The naming scheme works quite similar to the one used for Wythoffian derivatives of regular polytopes, which were already described in the Polytope Wiki article for Wythoffian operations.

With a branch diagram consisting of a row of nodes with a singular node branch in the middle, notated as Coxeter symbol 1ij, ringed nodes in the row get prefixed to the main operation adjective, beginning from the closer nodes. If the row does not begin with a ringed node, the operation gets prefixed with the Latin numeral of how many nodes were skipped plus one. If the singular node branch is ringed, then the prefix demi- is added to the main operation adjective. The nomenclature for the individual operations goes as follows:

Node Name Prefix
(standard)
1 truncal trunci-
2 cantial canti-
3 runcial runci-
4 sterial steri-
5 pential penti-
6 hexial hexi-
7 heptial hepti-
8 octial octi-

As an example, the diagram     x
x o o x x o
corresponds to either demisteriruncial or demibisteritruncal, depending on which side of the row gets chosen to be the starting node. As for the previously mentioned "trirectified 122 polypeton", it would be named the sterial 221 polypeton, and the E6 omnitruncate would be named demisteriruncicantitruncal 221 polypeton.

Multiple branch extension

While the above naming scheme does work for all finite uniform polytopes using such symmetries, it fails to account for a particularly notable sixcomb which has a diagram with three branches of two nodes each: the 222 sixcomb, a noble Euclidean sixcomb made of 221 polypeta arranged in a 122 polypetal vertex figure.

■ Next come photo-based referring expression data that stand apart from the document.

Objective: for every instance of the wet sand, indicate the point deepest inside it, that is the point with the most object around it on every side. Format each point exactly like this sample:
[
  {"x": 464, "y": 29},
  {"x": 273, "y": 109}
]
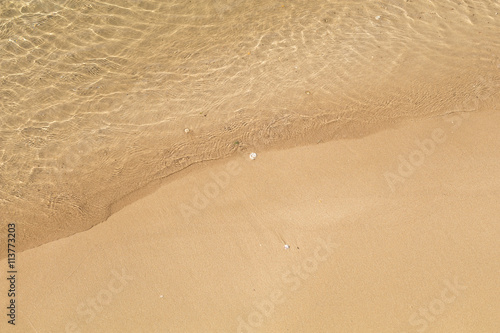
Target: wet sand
[{"x": 365, "y": 254}]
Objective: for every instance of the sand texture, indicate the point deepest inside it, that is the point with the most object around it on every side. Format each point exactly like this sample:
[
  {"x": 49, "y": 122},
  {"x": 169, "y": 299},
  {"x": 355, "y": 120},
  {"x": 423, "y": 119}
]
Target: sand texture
[{"x": 372, "y": 204}]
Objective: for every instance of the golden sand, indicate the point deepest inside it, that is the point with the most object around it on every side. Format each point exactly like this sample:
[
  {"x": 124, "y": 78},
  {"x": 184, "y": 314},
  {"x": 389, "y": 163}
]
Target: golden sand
[
  {"x": 361, "y": 257},
  {"x": 96, "y": 96},
  {"x": 371, "y": 206}
]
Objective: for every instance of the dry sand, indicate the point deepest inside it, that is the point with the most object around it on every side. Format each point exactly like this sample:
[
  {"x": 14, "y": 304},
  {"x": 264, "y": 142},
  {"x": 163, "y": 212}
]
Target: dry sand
[
  {"x": 361, "y": 257},
  {"x": 95, "y": 96},
  {"x": 372, "y": 205}
]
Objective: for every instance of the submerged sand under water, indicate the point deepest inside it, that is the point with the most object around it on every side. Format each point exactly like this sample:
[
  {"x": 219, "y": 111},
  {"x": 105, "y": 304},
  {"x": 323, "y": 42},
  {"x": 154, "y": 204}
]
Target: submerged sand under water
[{"x": 95, "y": 96}]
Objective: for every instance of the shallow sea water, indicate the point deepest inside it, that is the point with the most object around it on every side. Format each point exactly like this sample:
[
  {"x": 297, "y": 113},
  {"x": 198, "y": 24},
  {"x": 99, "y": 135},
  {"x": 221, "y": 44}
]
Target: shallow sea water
[{"x": 95, "y": 96}]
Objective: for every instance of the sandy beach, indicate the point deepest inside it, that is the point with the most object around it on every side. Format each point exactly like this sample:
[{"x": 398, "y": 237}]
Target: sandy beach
[
  {"x": 371, "y": 203},
  {"x": 206, "y": 252}
]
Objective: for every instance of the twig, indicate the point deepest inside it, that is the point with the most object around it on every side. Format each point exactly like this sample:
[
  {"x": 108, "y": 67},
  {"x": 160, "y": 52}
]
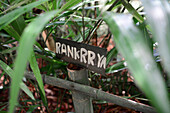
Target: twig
[{"x": 93, "y": 92}]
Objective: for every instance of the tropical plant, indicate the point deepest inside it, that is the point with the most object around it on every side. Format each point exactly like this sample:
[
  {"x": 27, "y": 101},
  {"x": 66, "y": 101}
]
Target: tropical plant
[{"x": 134, "y": 35}]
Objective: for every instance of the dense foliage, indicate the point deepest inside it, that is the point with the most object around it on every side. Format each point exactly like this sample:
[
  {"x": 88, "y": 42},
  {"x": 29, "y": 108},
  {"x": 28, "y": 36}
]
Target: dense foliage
[{"x": 135, "y": 33}]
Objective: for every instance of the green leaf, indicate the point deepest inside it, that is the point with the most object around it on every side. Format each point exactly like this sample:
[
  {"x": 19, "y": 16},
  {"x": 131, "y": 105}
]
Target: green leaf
[
  {"x": 131, "y": 10},
  {"x": 10, "y": 72},
  {"x": 11, "y": 31},
  {"x": 160, "y": 25},
  {"x": 19, "y": 25},
  {"x": 36, "y": 71},
  {"x": 11, "y": 16},
  {"x": 131, "y": 44},
  {"x": 24, "y": 51}
]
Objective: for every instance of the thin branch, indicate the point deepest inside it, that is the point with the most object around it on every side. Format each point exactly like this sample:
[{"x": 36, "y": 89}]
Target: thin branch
[
  {"x": 93, "y": 92},
  {"x": 83, "y": 13}
]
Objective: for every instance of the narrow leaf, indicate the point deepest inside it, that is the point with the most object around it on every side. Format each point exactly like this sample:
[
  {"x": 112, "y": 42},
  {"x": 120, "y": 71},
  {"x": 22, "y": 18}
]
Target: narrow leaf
[
  {"x": 158, "y": 15},
  {"x": 10, "y": 72},
  {"x": 130, "y": 42},
  {"x": 9, "y": 17}
]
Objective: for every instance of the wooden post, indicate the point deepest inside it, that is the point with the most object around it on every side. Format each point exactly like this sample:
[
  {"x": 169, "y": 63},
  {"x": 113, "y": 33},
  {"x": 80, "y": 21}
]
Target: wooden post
[{"x": 82, "y": 103}]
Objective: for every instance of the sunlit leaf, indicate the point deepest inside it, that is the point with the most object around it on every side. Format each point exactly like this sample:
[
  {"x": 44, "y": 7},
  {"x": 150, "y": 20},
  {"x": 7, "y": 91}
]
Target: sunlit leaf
[
  {"x": 130, "y": 42},
  {"x": 158, "y": 15},
  {"x": 9, "y": 17},
  {"x": 10, "y": 72}
]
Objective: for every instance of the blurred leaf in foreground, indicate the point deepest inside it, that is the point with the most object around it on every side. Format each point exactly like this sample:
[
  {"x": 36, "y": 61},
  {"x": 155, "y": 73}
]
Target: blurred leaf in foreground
[{"x": 131, "y": 44}]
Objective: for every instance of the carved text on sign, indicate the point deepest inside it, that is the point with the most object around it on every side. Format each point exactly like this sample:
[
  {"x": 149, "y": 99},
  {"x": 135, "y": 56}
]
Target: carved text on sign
[{"x": 91, "y": 57}]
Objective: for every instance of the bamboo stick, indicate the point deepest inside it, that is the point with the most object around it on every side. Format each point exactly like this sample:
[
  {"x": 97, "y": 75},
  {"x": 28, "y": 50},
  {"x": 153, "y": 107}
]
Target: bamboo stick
[{"x": 94, "y": 93}]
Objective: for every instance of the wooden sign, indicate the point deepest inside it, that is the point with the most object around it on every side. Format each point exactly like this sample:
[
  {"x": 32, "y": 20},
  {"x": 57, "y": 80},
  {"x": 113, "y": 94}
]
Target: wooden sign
[{"x": 90, "y": 57}]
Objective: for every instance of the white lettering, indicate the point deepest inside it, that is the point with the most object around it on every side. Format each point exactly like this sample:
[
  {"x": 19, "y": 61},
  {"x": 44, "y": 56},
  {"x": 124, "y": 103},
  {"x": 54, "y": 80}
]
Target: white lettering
[
  {"x": 58, "y": 45},
  {"x": 99, "y": 59},
  {"x": 70, "y": 51},
  {"x": 91, "y": 57},
  {"x": 83, "y": 54},
  {"x": 63, "y": 49},
  {"x": 76, "y": 53}
]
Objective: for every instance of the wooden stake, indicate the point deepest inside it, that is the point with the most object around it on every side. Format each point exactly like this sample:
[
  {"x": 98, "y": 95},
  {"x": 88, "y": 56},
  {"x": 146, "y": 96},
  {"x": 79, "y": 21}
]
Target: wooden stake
[{"x": 82, "y": 103}]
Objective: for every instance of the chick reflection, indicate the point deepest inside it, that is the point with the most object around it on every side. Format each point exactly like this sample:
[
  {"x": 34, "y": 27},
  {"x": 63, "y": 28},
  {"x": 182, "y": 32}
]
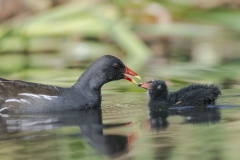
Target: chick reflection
[
  {"x": 198, "y": 114},
  {"x": 158, "y": 118},
  {"x": 89, "y": 121}
]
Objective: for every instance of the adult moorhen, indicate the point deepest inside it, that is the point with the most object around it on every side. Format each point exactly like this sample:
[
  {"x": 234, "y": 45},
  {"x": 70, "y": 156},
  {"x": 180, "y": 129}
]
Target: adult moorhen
[
  {"x": 19, "y": 97},
  {"x": 192, "y": 95}
]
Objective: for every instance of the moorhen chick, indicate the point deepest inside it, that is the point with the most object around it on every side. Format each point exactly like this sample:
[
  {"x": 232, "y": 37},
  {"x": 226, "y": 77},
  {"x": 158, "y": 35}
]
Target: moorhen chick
[
  {"x": 19, "y": 97},
  {"x": 192, "y": 95}
]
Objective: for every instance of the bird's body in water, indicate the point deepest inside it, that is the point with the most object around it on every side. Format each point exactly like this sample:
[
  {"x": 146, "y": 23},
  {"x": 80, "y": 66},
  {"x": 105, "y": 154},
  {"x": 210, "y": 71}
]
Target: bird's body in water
[
  {"x": 19, "y": 97},
  {"x": 192, "y": 95}
]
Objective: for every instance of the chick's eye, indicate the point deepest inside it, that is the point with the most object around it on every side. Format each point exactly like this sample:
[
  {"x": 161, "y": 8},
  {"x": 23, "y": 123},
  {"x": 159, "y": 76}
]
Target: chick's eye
[{"x": 116, "y": 65}]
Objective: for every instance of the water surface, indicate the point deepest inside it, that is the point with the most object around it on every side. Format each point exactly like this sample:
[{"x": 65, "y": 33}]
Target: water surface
[{"x": 125, "y": 129}]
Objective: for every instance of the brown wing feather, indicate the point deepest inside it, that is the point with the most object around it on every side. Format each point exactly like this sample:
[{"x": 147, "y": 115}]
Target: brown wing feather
[{"x": 11, "y": 88}]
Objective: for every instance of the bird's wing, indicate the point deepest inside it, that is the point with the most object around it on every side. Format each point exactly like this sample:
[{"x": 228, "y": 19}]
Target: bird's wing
[{"x": 17, "y": 89}]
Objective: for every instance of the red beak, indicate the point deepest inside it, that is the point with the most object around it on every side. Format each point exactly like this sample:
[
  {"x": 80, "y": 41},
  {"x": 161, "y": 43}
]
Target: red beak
[
  {"x": 145, "y": 85},
  {"x": 132, "y": 73}
]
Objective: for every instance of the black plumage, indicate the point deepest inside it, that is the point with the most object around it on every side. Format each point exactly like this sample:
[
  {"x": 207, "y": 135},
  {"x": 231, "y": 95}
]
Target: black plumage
[
  {"x": 192, "y": 95},
  {"x": 19, "y": 97}
]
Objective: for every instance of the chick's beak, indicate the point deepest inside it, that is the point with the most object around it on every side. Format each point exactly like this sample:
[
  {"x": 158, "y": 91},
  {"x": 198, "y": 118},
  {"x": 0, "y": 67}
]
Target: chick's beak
[{"x": 132, "y": 73}]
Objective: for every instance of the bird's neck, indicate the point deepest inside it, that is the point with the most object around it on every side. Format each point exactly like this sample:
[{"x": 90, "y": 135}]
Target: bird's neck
[{"x": 90, "y": 79}]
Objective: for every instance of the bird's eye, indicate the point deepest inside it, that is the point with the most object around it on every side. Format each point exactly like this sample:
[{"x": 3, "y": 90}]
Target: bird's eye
[{"x": 115, "y": 65}]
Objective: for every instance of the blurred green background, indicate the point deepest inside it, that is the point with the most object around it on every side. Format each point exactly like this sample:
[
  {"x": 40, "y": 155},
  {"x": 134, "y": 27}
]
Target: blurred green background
[{"x": 180, "y": 41}]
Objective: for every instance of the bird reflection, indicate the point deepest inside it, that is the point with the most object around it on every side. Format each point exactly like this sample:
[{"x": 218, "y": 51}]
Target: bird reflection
[
  {"x": 192, "y": 114},
  {"x": 198, "y": 114},
  {"x": 89, "y": 121},
  {"x": 158, "y": 118}
]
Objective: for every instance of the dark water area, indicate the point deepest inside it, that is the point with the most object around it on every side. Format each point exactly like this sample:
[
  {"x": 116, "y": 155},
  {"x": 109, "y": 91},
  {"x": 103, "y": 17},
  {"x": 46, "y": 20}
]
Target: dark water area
[{"x": 124, "y": 128}]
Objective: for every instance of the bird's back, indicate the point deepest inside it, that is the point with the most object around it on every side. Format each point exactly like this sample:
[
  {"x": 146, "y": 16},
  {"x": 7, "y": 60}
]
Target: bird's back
[{"x": 195, "y": 94}]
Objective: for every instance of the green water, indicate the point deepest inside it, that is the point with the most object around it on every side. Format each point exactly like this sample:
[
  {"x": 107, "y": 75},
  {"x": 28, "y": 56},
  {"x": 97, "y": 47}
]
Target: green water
[{"x": 121, "y": 130}]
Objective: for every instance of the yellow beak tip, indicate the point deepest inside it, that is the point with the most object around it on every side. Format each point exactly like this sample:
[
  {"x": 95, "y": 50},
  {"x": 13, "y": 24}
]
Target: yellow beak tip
[{"x": 138, "y": 77}]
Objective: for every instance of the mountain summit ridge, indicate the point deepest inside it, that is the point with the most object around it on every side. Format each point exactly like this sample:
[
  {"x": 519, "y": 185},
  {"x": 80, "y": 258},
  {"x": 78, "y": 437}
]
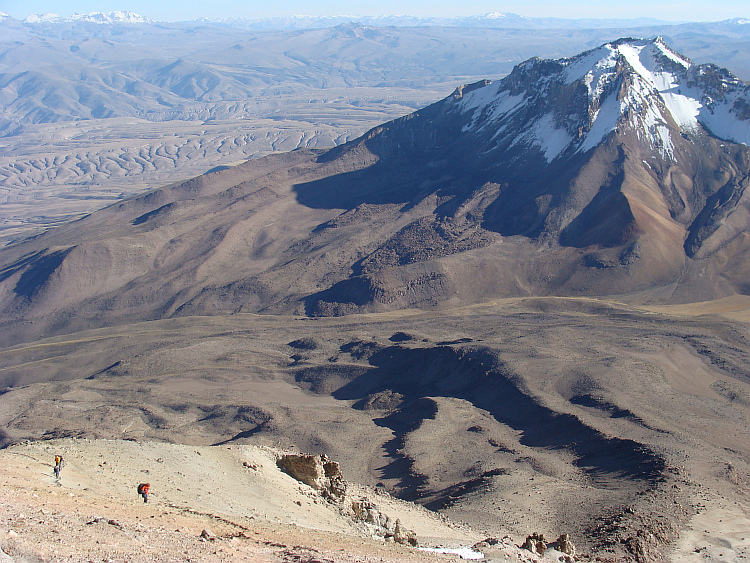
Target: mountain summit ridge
[{"x": 609, "y": 173}]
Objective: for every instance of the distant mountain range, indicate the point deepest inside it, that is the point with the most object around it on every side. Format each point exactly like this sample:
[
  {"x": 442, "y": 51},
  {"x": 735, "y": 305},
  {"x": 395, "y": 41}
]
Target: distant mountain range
[
  {"x": 493, "y": 19},
  {"x": 123, "y": 65},
  {"x": 620, "y": 171}
]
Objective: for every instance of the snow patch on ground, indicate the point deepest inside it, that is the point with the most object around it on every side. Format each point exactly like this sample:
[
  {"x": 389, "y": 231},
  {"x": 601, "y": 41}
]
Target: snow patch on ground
[{"x": 462, "y": 552}]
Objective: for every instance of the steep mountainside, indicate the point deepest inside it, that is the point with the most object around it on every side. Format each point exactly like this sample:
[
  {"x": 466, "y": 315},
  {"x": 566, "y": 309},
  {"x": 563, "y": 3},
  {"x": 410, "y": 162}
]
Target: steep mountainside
[{"x": 620, "y": 171}]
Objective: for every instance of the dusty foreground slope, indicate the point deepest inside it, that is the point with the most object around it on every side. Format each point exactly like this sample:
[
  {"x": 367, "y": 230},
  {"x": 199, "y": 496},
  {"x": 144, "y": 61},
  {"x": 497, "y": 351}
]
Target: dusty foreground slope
[
  {"x": 624, "y": 427},
  {"x": 248, "y": 507}
]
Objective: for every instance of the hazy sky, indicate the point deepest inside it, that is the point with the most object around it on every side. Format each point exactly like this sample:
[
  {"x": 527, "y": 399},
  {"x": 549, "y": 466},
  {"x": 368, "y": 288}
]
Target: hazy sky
[{"x": 176, "y": 10}]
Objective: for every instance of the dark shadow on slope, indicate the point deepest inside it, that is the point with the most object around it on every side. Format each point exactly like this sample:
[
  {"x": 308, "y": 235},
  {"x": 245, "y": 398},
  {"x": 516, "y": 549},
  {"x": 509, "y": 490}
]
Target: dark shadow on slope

In that case, there will be another set of operators that apply to the branching nodes, written before the infix -super-, the Latin word for "above", alluding to the operations being applied "above" the main row. For example,       x o
x o x
      x x
could be written as, depending on the choice of starting node and main branch (super highlighted for clarity):

If there are multiple ringed singular node branches, the demi- is prefixed by a Greek adverbial numeral prefix (dis-, tris-, etc). If there are multiple multiple node branches, there will simply be more instances of the -super- infix, with the branches ordered in increasing number of nodes. It is worth noting though that these only really apply to hyperbolic honeycombs, which are not as interesting due to their number.